La perturbazione, che al momento interessa il Centro-Sud, risulta alimentata dai contrasti fra l’aria fredda nordica con correnti più miti occidentali. Quest’aria fredda tenderà a rientrare in parte verso il Nord e l’Alto Adriatico, consolidando un cuscino freddo alle basse quote.
Questa presenza fredda nei bassi strati sarà importante in vista del peggioramento meteo atteso a metà settimana. Da mercoledì entrerà in scena un profondo vortice ciclonico atlantico tra la Spagna e la Francia. Il maltempo investirà il Centro-Nord, con anche tanta neve in arrivo sull’Arco Alpino a quote basse.

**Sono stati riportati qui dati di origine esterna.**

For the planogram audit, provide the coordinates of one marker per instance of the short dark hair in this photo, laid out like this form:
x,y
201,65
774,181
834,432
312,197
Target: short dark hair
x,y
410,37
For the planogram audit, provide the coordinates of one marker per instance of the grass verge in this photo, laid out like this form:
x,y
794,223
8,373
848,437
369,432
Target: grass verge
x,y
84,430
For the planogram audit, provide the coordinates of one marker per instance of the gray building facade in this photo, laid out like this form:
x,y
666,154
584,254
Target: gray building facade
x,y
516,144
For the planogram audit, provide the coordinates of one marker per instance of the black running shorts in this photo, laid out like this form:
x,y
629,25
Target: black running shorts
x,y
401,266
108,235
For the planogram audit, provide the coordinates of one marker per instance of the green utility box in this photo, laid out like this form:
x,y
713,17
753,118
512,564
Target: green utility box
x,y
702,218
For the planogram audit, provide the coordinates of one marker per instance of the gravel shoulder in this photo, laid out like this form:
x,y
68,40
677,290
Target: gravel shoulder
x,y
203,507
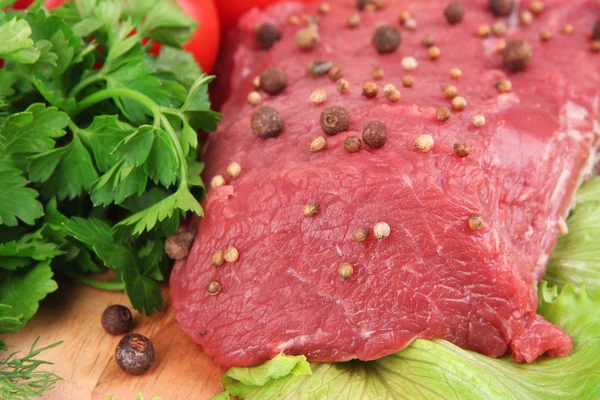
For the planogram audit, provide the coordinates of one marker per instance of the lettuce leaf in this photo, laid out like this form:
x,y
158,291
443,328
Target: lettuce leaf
x,y
576,258
438,369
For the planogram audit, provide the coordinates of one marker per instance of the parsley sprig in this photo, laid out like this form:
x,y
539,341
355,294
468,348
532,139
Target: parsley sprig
x,y
98,147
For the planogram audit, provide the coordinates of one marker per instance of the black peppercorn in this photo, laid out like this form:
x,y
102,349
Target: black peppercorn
x,y
334,120
266,122
267,35
375,134
273,81
454,13
135,354
386,39
117,319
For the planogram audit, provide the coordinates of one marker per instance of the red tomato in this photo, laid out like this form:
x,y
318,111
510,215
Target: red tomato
x,y
231,10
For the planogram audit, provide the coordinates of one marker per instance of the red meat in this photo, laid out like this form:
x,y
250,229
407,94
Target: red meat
x,y
433,277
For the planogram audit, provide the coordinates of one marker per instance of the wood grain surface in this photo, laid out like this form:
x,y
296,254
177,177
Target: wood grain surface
x,y
86,361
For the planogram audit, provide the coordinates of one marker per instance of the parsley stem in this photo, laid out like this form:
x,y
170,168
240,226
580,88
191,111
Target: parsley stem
x,y
112,286
106,94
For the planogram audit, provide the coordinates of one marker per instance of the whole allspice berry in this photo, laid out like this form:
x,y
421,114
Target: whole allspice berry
x,y
517,55
375,134
178,246
454,13
273,81
266,122
117,319
135,354
334,120
386,39
501,8
352,144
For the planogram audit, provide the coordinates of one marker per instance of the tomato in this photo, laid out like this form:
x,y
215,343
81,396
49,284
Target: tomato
x,y
231,10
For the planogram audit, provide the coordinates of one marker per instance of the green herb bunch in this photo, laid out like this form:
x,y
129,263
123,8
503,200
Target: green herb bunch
x,y
98,147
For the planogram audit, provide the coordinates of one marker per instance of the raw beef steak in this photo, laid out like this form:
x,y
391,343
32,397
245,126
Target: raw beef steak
x,y
434,276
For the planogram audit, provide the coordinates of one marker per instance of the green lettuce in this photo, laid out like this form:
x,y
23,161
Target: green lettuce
x,y
437,369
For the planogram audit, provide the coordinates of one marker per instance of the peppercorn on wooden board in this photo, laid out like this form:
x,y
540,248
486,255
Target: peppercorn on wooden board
x,y
86,361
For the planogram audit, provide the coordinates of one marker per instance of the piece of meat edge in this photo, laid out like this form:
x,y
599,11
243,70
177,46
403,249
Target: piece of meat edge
x,y
433,277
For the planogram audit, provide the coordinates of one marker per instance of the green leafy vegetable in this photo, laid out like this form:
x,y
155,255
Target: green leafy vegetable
x,y
97,147
20,378
576,257
439,370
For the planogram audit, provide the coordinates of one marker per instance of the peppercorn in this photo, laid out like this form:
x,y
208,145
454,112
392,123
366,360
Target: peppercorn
x,y
318,143
318,97
458,103
342,85
409,63
135,354
567,29
404,16
178,246
319,68
311,209
378,73
345,271
360,235
370,90
455,73
334,120
267,35
254,98
324,8
213,287
234,169
501,8
434,52
462,149
475,222
335,73
386,39
517,55
273,81
266,122
545,35
353,20
410,24
308,38
499,29
391,93
352,144
536,7
449,91
231,254
454,13
362,4
424,143
375,134
478,121
443,114
428,41
484,30
117,319
503,86
217,258
381,230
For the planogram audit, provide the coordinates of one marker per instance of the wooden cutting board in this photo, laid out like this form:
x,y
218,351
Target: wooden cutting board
x,y
86,361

Allo stesso un richiamo d’aria ancora più calda investirà l’Italia Centro-Meridionale e quindi la Penisola risulterà spaccata in due . Le regioni del Nord, per la presenza dell’aria fredda nei bassi strati, beneficeranno di un clima più invernale, che consentirà alla neve di spingersi sino a bassa quota.
Neve fino a bassa quota sulle Alpi, copiosa in montagna, e freddo in arrivo verso il weekend
La neve arriverà già dalle prime ore di mercoledì sulle Alpi Occidentali, per poi estendersi al resto della catena alpina. La neve si spingerà localmente sino al fondovalle laddove sarà più presente l’aria fredda in alcune valli alpine dove sono attese precipitazioni più intense.
Tra le località dove è attesa la neve anche Aosta, Sondrio, Trento e Bolzano. Neve localmente a bassa quota è attesa anche sul Piemonte, specie i settori meridionali, anche se qui sono attesi fenomeni più deboli. Va detto che la quota neve si rialzerà rapidamente, per l’aria più mite che tenderà a spodestare quella fredda.
Tra l’altro, da venerdì 19 Gennaio potrebbe profilarsi un cambio di regime importante con l’affondo di aria fredda verso l’Italia, a seguito dello spostamento verso levante del vortice ciclonico. L’Inverno potrebbe bruscamente tornare protagonista.
L’affondo d’aria fredda potrebbe investire più direttamente le regioni adriatiche, con neve a bassa quota sull’estremo Nord-Est e sul Centro Italia. C’è quindi la possibilità di una fase invernale con freddo pungente, anche se non dovrebbe durare a lungo visto che già dal 21 Gennaio incomberà il ritorno dell’anticiclone.